EU proposals to bring change to charity VAT rates

08 Apr 2016 News

The European Commission has agreed a shake-up of VAT rules which is likely to bring significant change to charity reliefs worth hundreds of millions of pounds.

The European Commission has agreed a shake-up of VAT rules which is likely to bring significant change to charity reliefs worth hundreds of millions of pounds.

The Commission has adopted an action plan on VAT called Towards a single EU VAT area which will have wide-ranging implications on VAT, including charity tax rules.

The most significant of the potential changes, according to the Charity Tax Group, is to charity zero rated reliefs.

Current EU rules prescribe a list of goods and services on which governments can charge a zero rate of VAT, and adding new items to this list can be done only with great difficulty. But the new proposals suggest either scrapping this list, or giving governments more freedom to add and remove products and services.
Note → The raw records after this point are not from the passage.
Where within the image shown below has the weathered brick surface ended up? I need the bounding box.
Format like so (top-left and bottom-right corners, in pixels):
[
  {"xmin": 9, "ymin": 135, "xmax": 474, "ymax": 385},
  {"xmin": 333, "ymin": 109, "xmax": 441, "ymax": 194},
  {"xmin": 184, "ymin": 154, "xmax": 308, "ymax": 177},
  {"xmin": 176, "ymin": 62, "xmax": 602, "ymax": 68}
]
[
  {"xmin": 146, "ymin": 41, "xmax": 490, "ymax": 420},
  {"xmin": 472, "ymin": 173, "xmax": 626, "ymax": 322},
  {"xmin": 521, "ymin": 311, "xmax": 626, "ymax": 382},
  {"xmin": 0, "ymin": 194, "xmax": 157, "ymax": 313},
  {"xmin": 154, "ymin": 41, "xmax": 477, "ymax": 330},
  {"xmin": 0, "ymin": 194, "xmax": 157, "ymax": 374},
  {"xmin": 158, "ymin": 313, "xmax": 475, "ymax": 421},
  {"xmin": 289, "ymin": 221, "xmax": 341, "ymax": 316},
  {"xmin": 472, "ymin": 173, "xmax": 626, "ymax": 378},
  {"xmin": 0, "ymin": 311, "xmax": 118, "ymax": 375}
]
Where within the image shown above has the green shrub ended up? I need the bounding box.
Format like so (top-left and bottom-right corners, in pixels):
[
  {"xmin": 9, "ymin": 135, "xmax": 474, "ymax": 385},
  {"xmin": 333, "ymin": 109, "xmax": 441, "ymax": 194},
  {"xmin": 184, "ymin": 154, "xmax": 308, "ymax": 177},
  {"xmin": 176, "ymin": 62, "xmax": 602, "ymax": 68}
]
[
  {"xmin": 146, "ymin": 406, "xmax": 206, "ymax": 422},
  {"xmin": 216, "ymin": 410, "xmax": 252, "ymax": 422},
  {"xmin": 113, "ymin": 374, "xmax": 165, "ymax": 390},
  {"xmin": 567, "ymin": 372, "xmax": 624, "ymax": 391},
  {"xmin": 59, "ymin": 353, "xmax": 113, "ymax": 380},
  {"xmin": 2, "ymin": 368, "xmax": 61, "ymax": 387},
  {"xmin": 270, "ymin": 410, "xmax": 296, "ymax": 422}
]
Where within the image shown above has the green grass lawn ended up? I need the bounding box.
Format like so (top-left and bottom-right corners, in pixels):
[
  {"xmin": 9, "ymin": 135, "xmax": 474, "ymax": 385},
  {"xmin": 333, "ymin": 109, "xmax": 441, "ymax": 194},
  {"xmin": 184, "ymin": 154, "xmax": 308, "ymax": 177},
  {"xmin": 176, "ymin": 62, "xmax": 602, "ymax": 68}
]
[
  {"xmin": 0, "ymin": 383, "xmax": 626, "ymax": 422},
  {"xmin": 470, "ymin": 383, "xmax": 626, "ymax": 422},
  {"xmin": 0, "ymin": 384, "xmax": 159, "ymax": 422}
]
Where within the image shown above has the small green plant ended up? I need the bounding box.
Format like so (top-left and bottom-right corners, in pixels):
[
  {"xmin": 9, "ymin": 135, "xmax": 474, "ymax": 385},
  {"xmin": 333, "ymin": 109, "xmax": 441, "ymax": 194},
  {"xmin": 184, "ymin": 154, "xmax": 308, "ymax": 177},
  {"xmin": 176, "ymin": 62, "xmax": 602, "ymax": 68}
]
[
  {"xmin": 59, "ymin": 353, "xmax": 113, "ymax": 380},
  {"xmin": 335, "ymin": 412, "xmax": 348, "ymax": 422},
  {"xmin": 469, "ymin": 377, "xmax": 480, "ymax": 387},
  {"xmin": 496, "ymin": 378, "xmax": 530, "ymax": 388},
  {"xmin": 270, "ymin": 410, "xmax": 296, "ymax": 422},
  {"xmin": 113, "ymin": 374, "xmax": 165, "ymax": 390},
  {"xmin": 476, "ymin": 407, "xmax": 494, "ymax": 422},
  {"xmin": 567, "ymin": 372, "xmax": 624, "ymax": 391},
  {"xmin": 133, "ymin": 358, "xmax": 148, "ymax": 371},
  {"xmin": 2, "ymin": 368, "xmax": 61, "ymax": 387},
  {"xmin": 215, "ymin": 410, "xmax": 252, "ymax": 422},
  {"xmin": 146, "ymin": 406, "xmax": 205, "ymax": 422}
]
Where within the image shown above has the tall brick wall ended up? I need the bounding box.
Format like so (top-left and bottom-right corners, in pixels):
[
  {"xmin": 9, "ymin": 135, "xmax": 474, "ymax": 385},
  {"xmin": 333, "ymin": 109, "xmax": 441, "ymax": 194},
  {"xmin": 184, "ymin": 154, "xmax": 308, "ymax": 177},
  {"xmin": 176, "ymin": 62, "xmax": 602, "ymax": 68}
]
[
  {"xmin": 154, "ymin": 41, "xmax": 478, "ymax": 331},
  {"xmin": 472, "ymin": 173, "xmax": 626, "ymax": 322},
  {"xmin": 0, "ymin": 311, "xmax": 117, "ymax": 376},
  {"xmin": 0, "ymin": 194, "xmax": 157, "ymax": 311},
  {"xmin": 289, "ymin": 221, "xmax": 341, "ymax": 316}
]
A zero rate of VAT is the most favourable tax treatment. It allows a charity or other business to charge no VAT on products and services offered to customers, but to recoup the VAT it paid itself.

Charities in the UK currently enjoy a number of significant zero rates, including on advertising and the sale of donated goods.

The CTG said that the proposals should be good news for charities, because they can lobby for more services to be zero rated. However there are also concerns that if it becomes easier to add and remove services, government could propose removing a number of longstanding reliefs which charities currently enjoy.

The CTG also said that there had been a proposal on the table to remove zero rates altogether, which would have been extremely bad news for charities. But this is not being taken forward.

John Hemming, chair of CTG (pictured), said: “It is reassuring that the Commission has confirmed that it will not scrap zero or reduced rates, but will instead give more flexibility to Member States on VAT rates, including the option for other countries to use zero rates.  It is crucial that the implications of the reform proposals are scrutinised closely, to identify both risks and opportunities.”